Welcome to your Hump Day Reading List!
This is your refuge from the impersonal Google and FaceBook algorithms that seem to run our lives these days. Instead of a machine deciding what you’ll see, I personally go out and look for great articles that actually have value in the quest for greater personal and family safety.
From all of the articles that I find, I weed out the “fake news” and those that don’t have direct application to some aspect of preparedness. Then, to fight the growing scourge of information overload, I distill everything down to what I believe to be the three most useful articles you can read right now, explain the context of those articles, and identify any bias so you can trust what you read.
It’s a more personal, more targeted, and more efficient way to get the information you need!
Here’s what I’ve found for you this week:
This week in Defensive Training and Gear:
Starting on the wrong foot?
So many “instructors” teach their self-defense classes based on the best-case scenario. The only problem is that, very often, it’s the worst-case scenario in which people need to defend themselves. What if you need to defend yourself from a disadvantaged position?
Greg Ellifritz has something to say about this, and about why your training and practice needs to take the worst-case scenario into account. (This is why I advise my defensive shooting students not to adopt a concealment method or carry position that can’t be efficiently accessed by a single hand. If you need two hands to get a defensive tool into action, and one of those hands is busy, what happens?)
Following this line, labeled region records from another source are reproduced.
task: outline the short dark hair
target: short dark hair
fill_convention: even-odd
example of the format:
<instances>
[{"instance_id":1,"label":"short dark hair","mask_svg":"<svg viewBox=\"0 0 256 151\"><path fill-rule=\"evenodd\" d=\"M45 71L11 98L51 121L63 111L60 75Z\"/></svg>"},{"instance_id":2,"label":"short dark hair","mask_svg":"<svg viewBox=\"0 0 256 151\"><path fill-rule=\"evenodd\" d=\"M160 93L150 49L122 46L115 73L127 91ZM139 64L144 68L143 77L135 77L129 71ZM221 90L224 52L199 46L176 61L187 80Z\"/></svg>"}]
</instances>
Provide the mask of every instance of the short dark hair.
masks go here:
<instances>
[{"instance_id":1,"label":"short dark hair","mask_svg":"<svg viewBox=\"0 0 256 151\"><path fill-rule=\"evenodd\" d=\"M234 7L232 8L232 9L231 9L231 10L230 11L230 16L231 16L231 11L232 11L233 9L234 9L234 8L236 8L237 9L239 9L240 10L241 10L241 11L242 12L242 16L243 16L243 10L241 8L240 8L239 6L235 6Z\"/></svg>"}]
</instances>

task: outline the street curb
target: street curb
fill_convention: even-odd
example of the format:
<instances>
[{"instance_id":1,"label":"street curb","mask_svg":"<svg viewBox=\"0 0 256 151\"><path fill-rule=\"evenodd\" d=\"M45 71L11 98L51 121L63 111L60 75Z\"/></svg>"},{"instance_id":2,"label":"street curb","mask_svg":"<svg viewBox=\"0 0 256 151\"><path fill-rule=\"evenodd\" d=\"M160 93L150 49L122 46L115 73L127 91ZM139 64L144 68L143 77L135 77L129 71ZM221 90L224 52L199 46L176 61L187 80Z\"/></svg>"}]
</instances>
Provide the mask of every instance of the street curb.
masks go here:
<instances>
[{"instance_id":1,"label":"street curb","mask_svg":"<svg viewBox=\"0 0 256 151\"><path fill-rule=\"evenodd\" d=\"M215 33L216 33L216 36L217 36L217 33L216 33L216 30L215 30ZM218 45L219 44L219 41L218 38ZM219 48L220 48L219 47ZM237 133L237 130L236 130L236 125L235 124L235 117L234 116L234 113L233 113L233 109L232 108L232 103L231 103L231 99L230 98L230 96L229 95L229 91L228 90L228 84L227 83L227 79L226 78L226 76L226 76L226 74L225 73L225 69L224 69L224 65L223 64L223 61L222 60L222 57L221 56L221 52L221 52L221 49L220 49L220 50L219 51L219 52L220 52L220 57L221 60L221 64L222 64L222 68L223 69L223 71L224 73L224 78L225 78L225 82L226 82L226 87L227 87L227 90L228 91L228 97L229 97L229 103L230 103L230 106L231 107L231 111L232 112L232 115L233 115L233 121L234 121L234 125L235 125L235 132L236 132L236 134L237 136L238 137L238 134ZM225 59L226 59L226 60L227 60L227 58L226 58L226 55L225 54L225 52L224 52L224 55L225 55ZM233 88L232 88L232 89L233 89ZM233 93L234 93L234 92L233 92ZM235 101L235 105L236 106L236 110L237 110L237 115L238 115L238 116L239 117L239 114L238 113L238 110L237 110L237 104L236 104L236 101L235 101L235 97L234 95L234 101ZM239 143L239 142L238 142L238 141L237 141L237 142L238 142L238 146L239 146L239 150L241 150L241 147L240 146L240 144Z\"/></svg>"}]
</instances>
This week in Personal Safety and Security:
Information overload and your security
This is an interesting article, in which the author points out that too much information can make one apathetic. Too many alarms and alerts, particularly when they’re false alarms, can almost be worse than no information at all. The dog who barks constantly, at every little thing, is quickly ignored.
Choosing your alert and surveillance systems carefully, working to minimize false positives and informational overload, is important. After all, is the security system you don’t pay attention to really any better than having no system?
This week in Preparedness and Health:
It seems incomprehensible to me, but there are many places in this country where gardens are not allowed. Sometimes it’s an over-reaching city code, while more often it’s an even more restrictive covenant from a homeowner’s “association”. In such cases, guerrilla gardening may be one answer.
This form of stealth cultivation might also be used when you just want to keep your garden safe from prying eyes, or to utilize vacant lots where you live. There are lots of reasons for guerrilla gardening, and this article looks at the practice as well as giving some advice to get started.
If you can’t homestead, this is one way to get some of those advantages in the city or suburbs.